Almost immediately, misfortune strikes. The Family Dunne springs a leak, one that, luckily, Uncle Jake is
able to quickly patch. Mending the faulty hose, however, is not the end of catastrophe. Adversity plagues The
Family Dunne like some malevolent fate.
Sail is fun to read, almost funny to read. Although chock-a-block with clichés— - an unexpected storm, a
shark attack, a snake attack, a failed tracking device, an uninhabited island, a message in a bottle, a double
cross - Sail is entertaining, fast-paced thriller fare.
Rather than a perfect book for the beach, Sail is perfect for a train ride. Occasionally, the reader is
bound to pause after some telegraphed crisis and chuckle to the authors: "Gentlemen, this latest complication is
just too hackneyed to be believable." On a train ride this would be an opportune moment to admire the scenery
outside the window before returning to the book.

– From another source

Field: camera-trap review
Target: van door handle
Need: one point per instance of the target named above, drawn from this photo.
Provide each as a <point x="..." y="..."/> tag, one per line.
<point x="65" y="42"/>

The reader will return to the book because it is a page-turner in which a murderer, a hired killer, a
determined DEA agent and a femme-fatale are - dare I risk a cliché? - snarled in a web woven by an avaricious
interest in Katherine’s millions should she and her children die at sea.
I couldn’t help feeling that the authors were writing tongue-in-cheek to some degree, especially when I read
lines similar to the following. Katherine is treading water in the Caribbean, fearing the possible horror of all
her family being dead, with this thought in her head: "I couldn’t fathom the thought."
And the banter among the Dunne family as they struggle to survive is also far too light for the situation. At one
point, while paddling laboriously in an inflatable raft, Carrie Dunne quips, "Keep paddling, my hearties." I’m not
even sure the piratical allusion is appropriate.
Nevertheless, Sail is fun to read. It tickles one’s fancy.